Как вы перешли к роли композитора?

Гарри ясно дал мне понять, что он не против, если я буду использовать студию, когда его там нет. Это было, я думаю, во время работы над фильмом Тони Скотта, который назывался «Фанат». Он работал над ним с Хансом. И там была одна сцена, и когда он однажды ушел, я сказал: «Можно я попробую?» Не знаю, что точно побудило меня сделать это, но я сказал, что собираюсь просто повозиться с этой сценой. И я написал к ней музыкальное оформление. Не помню, что я сделал. Возможно, это было ужасно.

Но на следующий день я все еще возился с ней. Гарри еще не приехал, и один из работников студии проходил мимо и спросил: «О, это что?» «О, я просто здесь болтаюсь». И я сыграл ему, и он сказал: «Это довольно неплохо». И Гарри тоже высказал свое мнение. Он послушал и сказал: «О, это хорошо». И он показал мне некоторые вещи. И вскоре после этого он попросил меня написать музыку для сцены по-настоящему. Это было не именно для этого фильма, но я думаю, она предназначалась для следующего его проекта. Все началось с маленького отрывка. Потом я продолжил работать, когда он ушел, так что у меня не было никакой жизни. Я работал с ним целый день, а когда он уезжал, я работал всю ночь. А потом я возвращался на свою дневную работу. И было действительно полезно по утрам получать его отзывы на то, что я сделал ночью. Это был великолепный опыт, я многому научился. Основным эмоциям, которые ты должен чувствовать или нет. Это обучение включало в себя много всего.

Я реально ценю наставничество Гарри. И Гарри хорошо отзывался обо мне перед Хансом. Когда я начал больше писать для Гарри, они много разговаривали, и Гарри сказал: «Да, этот парень хорош». И в итоге Ханс начал просить меня писать музыку к сценам для его проектов. Это было как снежный ком. Сейчас все размылось. Я даже с трудом вспоминаю это. Я просто знаю, что мне это очень сильно нравилось. Я так замечательно проводил время и не покидал это здание многие годы. Я просто находился там все время. И, я думаю, это в результате окупилось. Я многому научился, и передо мной открылось множество возможностей просто потому, что я находился рядом с этими людьми. Смотрел, как они общались с самыми высокопоставленными людьми в этом бизнесе. Джерри Брукхаймер (продюсер высокобюджетных фильмов Paramount Pictures – прим. пер.) приходил и садился, и Ханс играл для него музыку к сценам. И выслушивал его замечания. Это крупная составляющая работы. Очевидно, что вы можете целый день сидеть и писать музыку, и считать ее великолепной. Но если создателям фильма она не нравится, то можно сохранить ее для издания собственного CD когда-нибудь. Но вы делаете это, чтобы служить фильму. Вы делаете это не для того, чтобы просто написать музыку. Вы делаете так, чтобы фильм получился настолько хорошим, насколько возможно, или чтобы помочь создателям фильма достичь той цели, которую они перед собой поставили, просто с эмоциональной стороны. Ханс и Гарри были действительно великими учителями.
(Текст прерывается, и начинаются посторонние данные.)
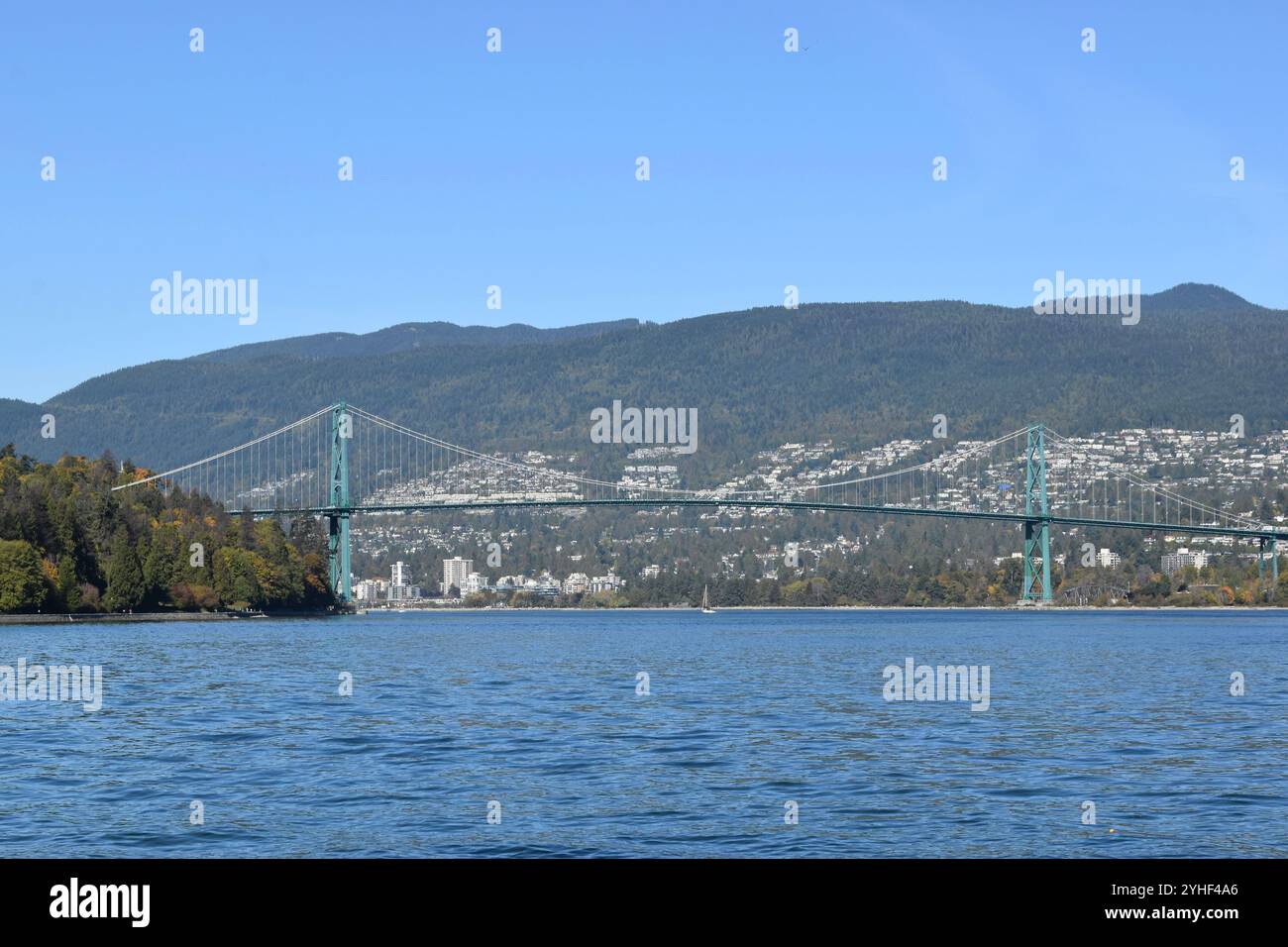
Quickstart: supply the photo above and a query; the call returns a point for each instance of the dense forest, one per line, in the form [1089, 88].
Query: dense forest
[69, 544]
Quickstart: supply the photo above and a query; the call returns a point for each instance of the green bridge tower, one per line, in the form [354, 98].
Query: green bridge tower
[338, 514]
[1037, 525]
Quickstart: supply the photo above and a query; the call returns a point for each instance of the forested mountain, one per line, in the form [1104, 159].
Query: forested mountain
[855, 372]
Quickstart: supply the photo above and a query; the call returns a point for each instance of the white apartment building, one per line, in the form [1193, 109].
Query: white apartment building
[576, 583]
[456, 573]
[1183, 557]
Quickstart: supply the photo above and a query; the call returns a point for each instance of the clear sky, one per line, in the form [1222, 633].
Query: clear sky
[518, 167]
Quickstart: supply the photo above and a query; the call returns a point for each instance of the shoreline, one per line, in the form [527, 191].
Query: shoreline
[155, 617]
[116, 618]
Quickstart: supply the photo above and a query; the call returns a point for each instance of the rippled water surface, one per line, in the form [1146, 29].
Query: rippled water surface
[747, 711]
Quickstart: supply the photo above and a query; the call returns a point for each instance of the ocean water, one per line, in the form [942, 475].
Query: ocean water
[536, 716]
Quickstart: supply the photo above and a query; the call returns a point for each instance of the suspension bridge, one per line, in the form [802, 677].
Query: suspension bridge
[342, 462]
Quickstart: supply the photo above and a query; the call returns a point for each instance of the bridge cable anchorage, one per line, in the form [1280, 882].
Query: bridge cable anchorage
[343, 460]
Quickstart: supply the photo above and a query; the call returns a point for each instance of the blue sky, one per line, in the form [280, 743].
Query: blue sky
[518, 169]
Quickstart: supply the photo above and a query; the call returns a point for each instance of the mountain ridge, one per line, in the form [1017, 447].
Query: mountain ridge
[858, 371]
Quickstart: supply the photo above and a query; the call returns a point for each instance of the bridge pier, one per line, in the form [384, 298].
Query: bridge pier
[1037, 528]
[1271, 548]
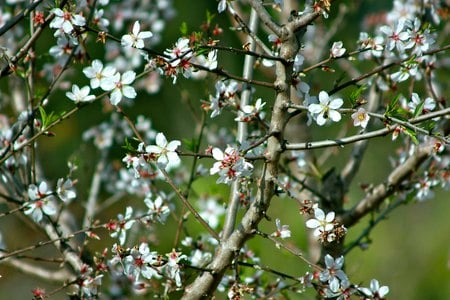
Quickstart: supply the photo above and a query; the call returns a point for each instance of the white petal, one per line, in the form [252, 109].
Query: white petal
[129, 92]
[334, 115]
[336, 103]
[217, 154]
[312, 223]
[116, 96]
[323, 97]
[161, 140]
[128, 77]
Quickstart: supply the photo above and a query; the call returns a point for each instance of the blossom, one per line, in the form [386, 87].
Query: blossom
[164, 151]
[120, 86]
[97, 73]
[428, 105]
[211, 60]
[157, 209]
[282, 230]
[80, 95]
[397, 37]
[222, 6]
[140, 262]
[65, 190]
[333, 270]
[337, 49]
[230, 165]
[326, 109]
[41, 203]
[65, 20]
[199, 258]
[136, 37]
[321, 223]
[360, 118]
[375, 291]
[180, 50]
[172, 267]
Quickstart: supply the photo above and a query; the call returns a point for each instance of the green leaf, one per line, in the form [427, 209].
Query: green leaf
[209, 17]
[190, 144]
[356, 95]
[48, 119]
[412, 134]
[184, 29]
[419, 109]
[128, 146]
[392, 107]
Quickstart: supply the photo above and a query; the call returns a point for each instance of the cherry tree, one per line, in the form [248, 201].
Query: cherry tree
[265, 134]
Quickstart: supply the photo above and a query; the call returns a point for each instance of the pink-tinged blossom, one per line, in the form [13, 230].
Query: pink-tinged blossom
[90, 285]
[80, 95]
[321, 223]
[65, 189]
[98, 19]
[367, 42]
[98, 74]
[211, 60]
[140, 262]
[66, 21]
[337, 49]
[222, 6]
[360, 118]
[136, 37]
[164, 151]
[375, 291]
[119, 85]
[181, 51]
[428, 105]
[397, 37]
[326, 108]
[407, 70]
[230, 165]
[282, 230]
[173, 268]
[157, 209]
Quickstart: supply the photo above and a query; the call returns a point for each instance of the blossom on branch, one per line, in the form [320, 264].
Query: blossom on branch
[326, 109]
[80, 95]
[119, 85]
[164, 151]
[136, 37]
[360, 118]
[337, 50]
[230, 165]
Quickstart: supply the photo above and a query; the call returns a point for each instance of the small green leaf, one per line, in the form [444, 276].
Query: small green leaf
[419, 109]
[412, 134]
[184, 29]
[356, 95]
[191, 145]
[128, 146]
[392, 107]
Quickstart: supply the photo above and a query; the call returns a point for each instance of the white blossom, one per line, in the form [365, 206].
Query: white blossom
[80, 95]
[164, 151]
[136, 37]
[326, 109]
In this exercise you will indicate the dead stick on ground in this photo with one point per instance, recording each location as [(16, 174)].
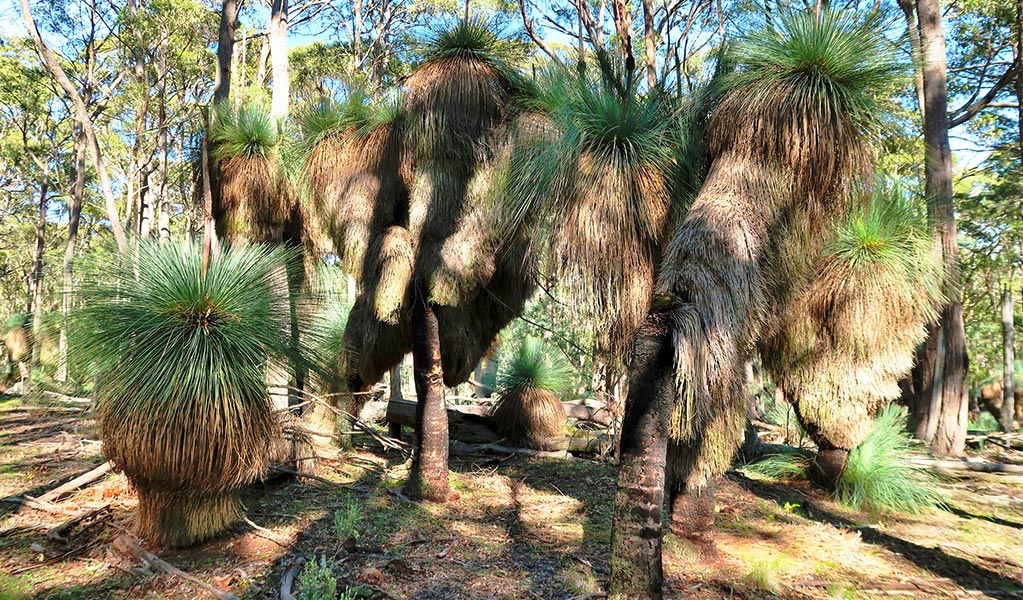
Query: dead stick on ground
[(267, 534), (130, 548), (287, 471), (79, 481), (58, 532)]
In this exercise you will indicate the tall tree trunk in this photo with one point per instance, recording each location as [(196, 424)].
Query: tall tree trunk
[(1019, 72), (429, 477), (947, 382), (277, 37), (394, 429), (1008, 362), (635, 535), (68, 269), (52, 65), (37, 269), (225, 47), (650, 40), (915, 47), (163, 197)]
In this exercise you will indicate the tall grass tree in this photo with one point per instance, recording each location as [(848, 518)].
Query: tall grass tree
[(845, 341), (788, 139), (181, 358), (439, 275)]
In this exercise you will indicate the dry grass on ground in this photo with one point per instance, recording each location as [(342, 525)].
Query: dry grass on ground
[(521, 528)]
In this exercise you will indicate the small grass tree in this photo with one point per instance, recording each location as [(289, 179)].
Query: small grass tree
[(531, 381), (181, 358)]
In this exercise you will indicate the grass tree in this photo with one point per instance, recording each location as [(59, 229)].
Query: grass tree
[(850, 335), (181, 358), (788, 140), (879, 476), (531, 382), (601, 171), (605, 176), (253, 200), (441, 273)]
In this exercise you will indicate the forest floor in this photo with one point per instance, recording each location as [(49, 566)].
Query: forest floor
[(522, 527)]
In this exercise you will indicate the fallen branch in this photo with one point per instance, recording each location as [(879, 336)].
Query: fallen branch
[(267, 534), (35, 504), (58, 532), (287, 471), (64, 398), (79, 481), (57, 558), (129, 548), (460, 448)]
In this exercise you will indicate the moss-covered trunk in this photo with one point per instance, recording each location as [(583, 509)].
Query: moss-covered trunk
[(429, 478), (635, 542)]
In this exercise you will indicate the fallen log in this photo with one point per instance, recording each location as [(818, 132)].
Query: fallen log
[(461, 449), (129, 548), (59, 531), (79, 481), (472, 428)]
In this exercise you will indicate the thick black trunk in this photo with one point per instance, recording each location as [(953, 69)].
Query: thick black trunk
[(429, 477), (946, 405), (693, 516), (635, 542), (829, 466), (394, 429)]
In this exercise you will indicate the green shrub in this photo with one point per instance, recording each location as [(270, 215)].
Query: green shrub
[(317, 583), (346, 519), (879, 475)]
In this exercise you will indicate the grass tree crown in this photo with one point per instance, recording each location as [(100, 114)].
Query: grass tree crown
[(808, 93), (596, 175), (535, 364)]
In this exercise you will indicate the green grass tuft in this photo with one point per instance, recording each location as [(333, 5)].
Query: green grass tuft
[(890, 238), (879, 475), (535, 364), (317, 583), (248, 131), (346, 519), (474, 39), (844, 62)]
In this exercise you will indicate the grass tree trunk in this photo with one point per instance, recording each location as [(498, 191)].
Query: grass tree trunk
[(946, 415), (394, 429), (429, 478), (635, 542), (68, 268), (1008, 362), (225, 47), (278, 58)]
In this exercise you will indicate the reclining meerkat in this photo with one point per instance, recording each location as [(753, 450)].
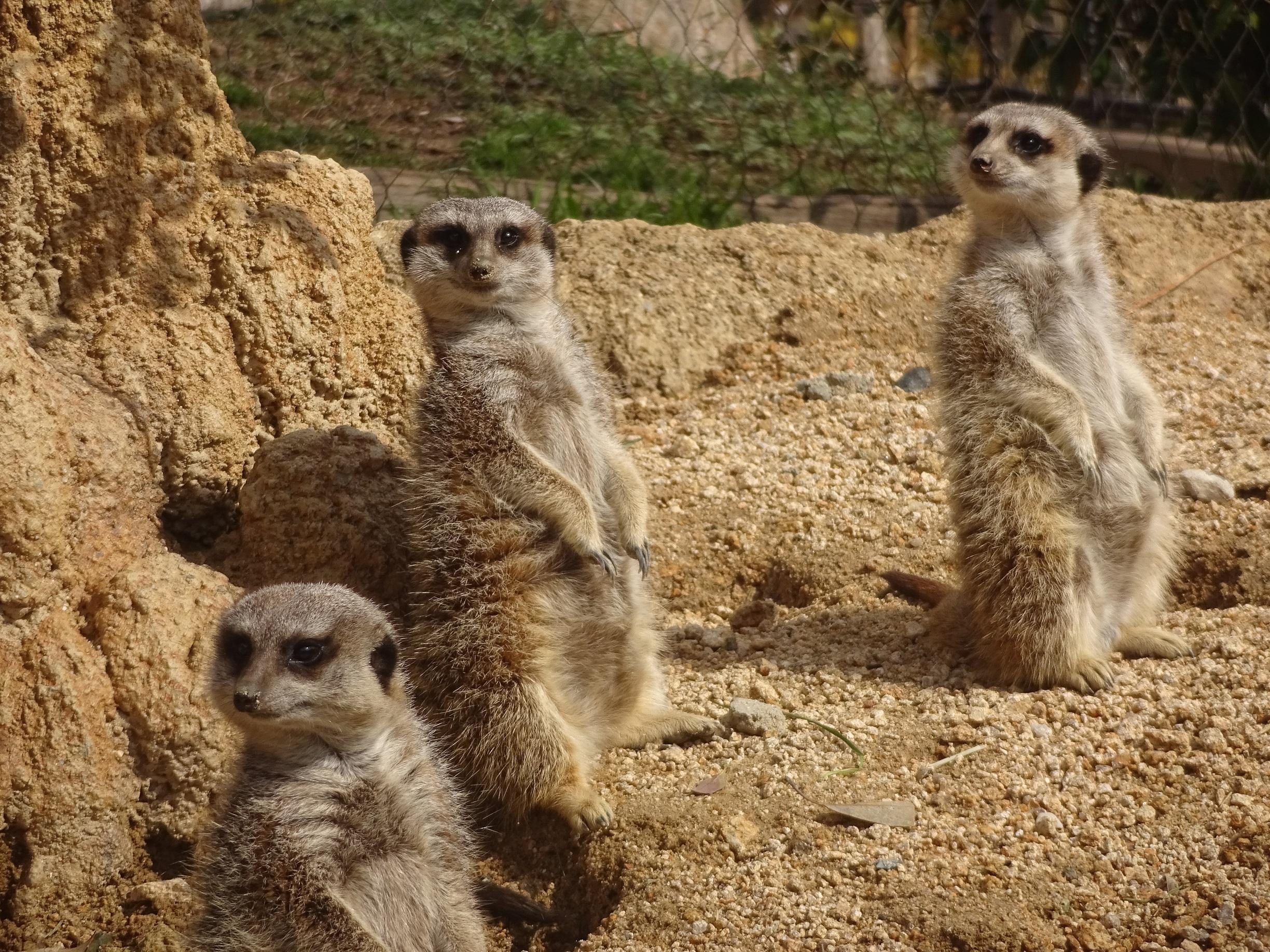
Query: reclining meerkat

Ханс воспитал целое поколение молодых восходящих композиторов в Remote Control. Я думаю, что Ханс создал реально крутую среду для композиторов. И я знаю, что мир это знает. У Ханса было здание, наполненное целой кучей композиторов. И это только начало, правда. Это как маленькое сообщество. И сейчас оно расширяется. Ему уже принадлежит почти целый комплекс зданий в Санта-Монике. Но когда я начинал, в него входило всего пара строений. Пишу я, например, музыку для сцены, уже на более позднем этапе карьеры, заходит Ханс и просто говорит: «Привет». Я и спрашиваю: «Что ты думаешь об этом отрывке?» Это большая роскошь – иметь возможность работать над чем-то, и чтобы Ханс Циммер заходил и давал советы: «Это работает», или «Что ты думаешь по поводу этого звука?» Он создал среду людей, помогающих людям. И все это просто потому, что он великодушный парень. Я так думаю.

Я думаю, что он окружен таким количеством людей отчасти потому, что ему нравится видеть, как начинают люди вроде меня, как я начал с Гарри и потом медленно двигался по системе, которую он создал. К точке, когда ты готов сам взяться за фильм. Пока я не поработал с Хансом я не мог взяться за такой фильм, как «Трансформеры». Я бы не знал, что нужно делать, как говорить на языке музыки, как жить под давлением фильма за 200 миллионов долларов. Музыка – его большая часть. Я подхожу к своей работе очень серьезно. И эта работа – намного больше, чем просто написание музыки. Нужно иметь дело с кучей всего, что настолько скучно, что я не буду углубляться. Тут замешано много личностей, людей, особенностей графика, все постоянно меняется. Но личности – это очень важно. Смотреть, как Ханс работает с людьми. Это было тяжело, но спасибо Господу за то, что это было тяжело. Потому что сейчас вы можете дать мне что угодно, я все повидал. И я к этому готов. Меня ничто не будет беспокоить, потому что Ханс действительно – намеренно или нет – помогает вам делать эти шаги и гарантирует, что вы не сойдете с ума по дороге. Это в самом деле учебный опыт. И я думаю, что это гениально, потому что он хочет, чтобы вы становились лучше.